Angioni and Saitta both give impressive performances. Their grace and athleticism make each movement precise and meaningful. Without words it quickly becomes evident how much is said with the body alone. Angioni and Saitta are able to communicate such a range of meanings that if feels at times as if they really are speaking to one another.

Pathos: Can You Kill For Love? brings something awe inspiring to the Fringe. It's only here until 9th August so don't miss the opportunity to see this exquisite performance.


Ellie Taylor

at 03:43 on 5th Aug 2014



Ester Montalto’s Pathos was without a doubt the most bizarre show that I have seen so far this Fringe, or come to think of it - ever. Matched only in its bizarreness by its brilliance, I recommend this show to any Fringe-goer that would like to try something entirely different. It is remarkable how much feeling can be portrayed in a show without speech: through a clever combination of movement, masks and music the audience are convinced that what they are witnessing is genuine. Actors Massimiliano Angioni and Francesco Saitta join on stage and almost immediately have unparalleled chemistry.

Opening with an on-screen barrage of headlines portraying the violent crimes of jealous lovers in a range of different languages, the audience are introduced to the performance’s overarching topic. Already one of the main points of the piece is established: that jealousy can come from anyone, anywhere. This is something that is consistently maintained throughout the performance, be that a feeling that young and innocent children have or the strangely similar if slightly more complex feelings that come with adulthood.

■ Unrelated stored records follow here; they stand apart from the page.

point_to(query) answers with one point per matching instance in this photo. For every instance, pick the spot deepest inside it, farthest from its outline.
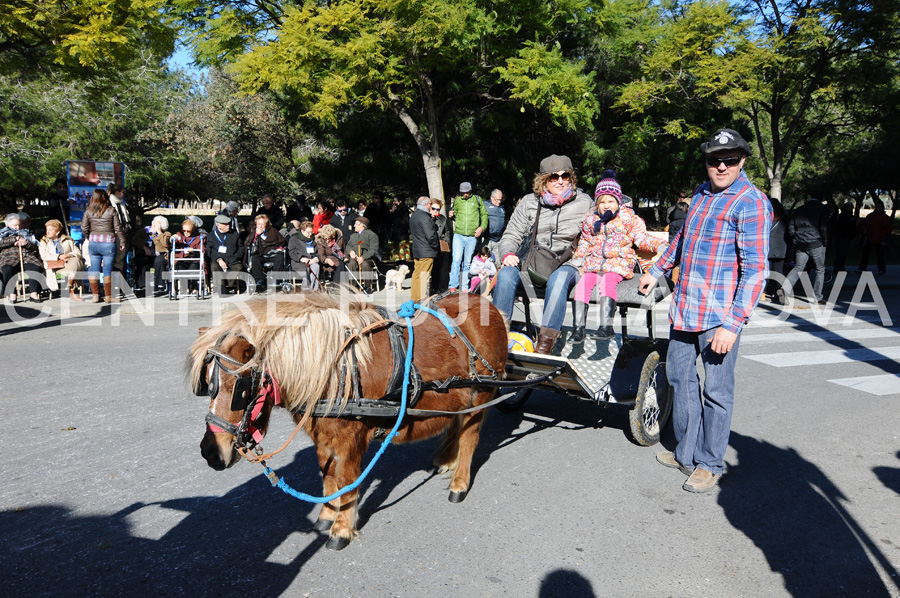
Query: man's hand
(722, 341)
(646, 283)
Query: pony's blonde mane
(298, 342)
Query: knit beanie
(608, 186)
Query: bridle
(252, 390)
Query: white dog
(394, 278)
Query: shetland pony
(302, 350)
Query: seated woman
(330, 251)
(188, 245)
(561, 206)
(160, 238)
(605, 254)
(262, 245)
(60, 249)
(19, 250)
(304, 254)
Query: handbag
(540, 262)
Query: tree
(425, 61)
(49, 119)
(785, 66)
(240, 145)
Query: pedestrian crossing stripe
(835, 356)
(882, 384)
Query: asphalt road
(106, 494)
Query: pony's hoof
(323, 525)
(457, 496)
(337, 543)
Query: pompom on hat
(608, 185)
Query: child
(607, 235)
(482, 270)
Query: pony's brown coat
(301, 349)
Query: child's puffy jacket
(611, 249)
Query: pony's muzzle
(218, 450)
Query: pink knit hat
(608, 185)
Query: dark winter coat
(424, 235)
(809, 225)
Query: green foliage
(81, 37)
(48, 120)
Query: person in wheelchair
(304, 254)
(264, 251)
(362, 248)
(329, 248)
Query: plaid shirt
(723, 251)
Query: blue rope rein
(406, 311)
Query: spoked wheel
(514, 403)
(653, 403)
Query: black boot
(579, 321)
(607, 315)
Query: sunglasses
(556, 176)
(728, 162)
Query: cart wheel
(514, 403)
(653, 403)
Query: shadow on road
(889, 476)
(221, 546)
(796, 516)
(565, 582)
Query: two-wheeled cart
(623, 370)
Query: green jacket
(468, 214)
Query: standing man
(362, 248)
(343, 220)
(470, 220)
(496, 220)
(723, 253)
(808, 229)
(271, 211)
(425, 247)
(225, 252)
(231, 210)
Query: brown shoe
(73, 294)
(701, 481)
(107, 290)
(546, 340)
(667, 458)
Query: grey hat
(725, 139)
(554, 163)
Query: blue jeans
(817, 255)
(101, 252)
(556, 297)
(463, 250)
(702, 420)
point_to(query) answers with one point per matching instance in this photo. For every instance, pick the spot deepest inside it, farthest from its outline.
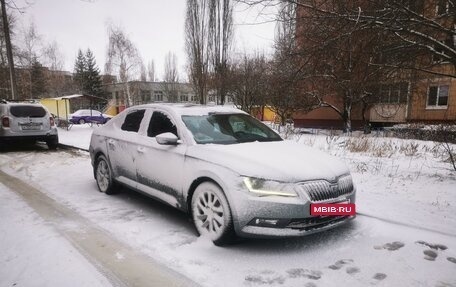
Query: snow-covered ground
(404, 235)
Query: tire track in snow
(122, 265)
(391, 221)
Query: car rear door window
(27, 111)
(133, 121)
(160, 123)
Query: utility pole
(9, 52)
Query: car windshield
(24, 111)
(228, 129)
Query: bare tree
(248, 79)
(9, 49)
(58, 83)
(171, 73)
(285, 93)
(417, 35)
(123, 59)
(220, 40)
(143, 73)
(8, 82)
(151, 70)
(171, 77)
(196, 38)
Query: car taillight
(5, 122)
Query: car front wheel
(211, 214)
(103, 176)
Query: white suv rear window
(27, 111)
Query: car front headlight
(262, 187)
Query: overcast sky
(154, 26)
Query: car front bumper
(273, 216)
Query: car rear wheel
(53, 143)
(211, 214)
(103, 176)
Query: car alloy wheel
(211, 214)
(103, 176)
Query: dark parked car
(27, 122)
(88, 116)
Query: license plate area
(31, 127)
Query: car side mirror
(167, 139)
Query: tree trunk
(9, 51)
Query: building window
(158, 96)
(443, 7)
(438, 96)
(394, 93)
(184, 98)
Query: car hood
(281, 161)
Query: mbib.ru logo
(332, 209)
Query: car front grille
(323, 190)
(312, 223)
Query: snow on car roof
(193, 109)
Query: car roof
(191, 109)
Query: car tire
(53, 143)
(211, 214)
(103, 176)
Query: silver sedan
(232, 174)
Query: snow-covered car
(233, 174)
(88, 116)
(27, 122)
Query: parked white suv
(27, 122)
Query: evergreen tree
(93, 79)
(38, 79)
(80, 69)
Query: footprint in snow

The concept of universality is also maintained through Montalto’s choice to use two male actors, which was a decision that turned out to be ingenious and interesting in equal parts. No matter which actor is playing the female role at any given point, the feelings they experience do not differ, and as a result the finger of blame cannot be pointed anywhere specific. Angioni and Saitta quickly demonstrate that this bold choice was definitely the right decision.

A highlight of the show was during the fifth scene, during which some extremely odd audience interaction is adopted. This largely consists of a masked man - playing a woman - flirting with a large proportion of the audience. Obviously, this works to create some of the jealously that fuels the action of the play, but it was nonetheless surreal to be propositioned by a faceless mime, and not an experience that I will forget. Such behavior inevitably leads to violence, which was brilliantly choreographed and deeply upsetting. The solitary figure of the abused woman was both poignant and powerful. The audience does not have to wait long for the figure of the abused man, which was no less powerful - and falls in line with the show's deliberate blindness to gender.

It would take more than one review to convey the complexities of the play, so instead I advise that you simply go to see it. With jealous lovers being thoroughly covered theatrical ground, writers are hard-pushed to find an original way to express this familiar trope, but Montalto certainly succeeded in this. Simply put, talent abounds in both the writing and the acting of this performance.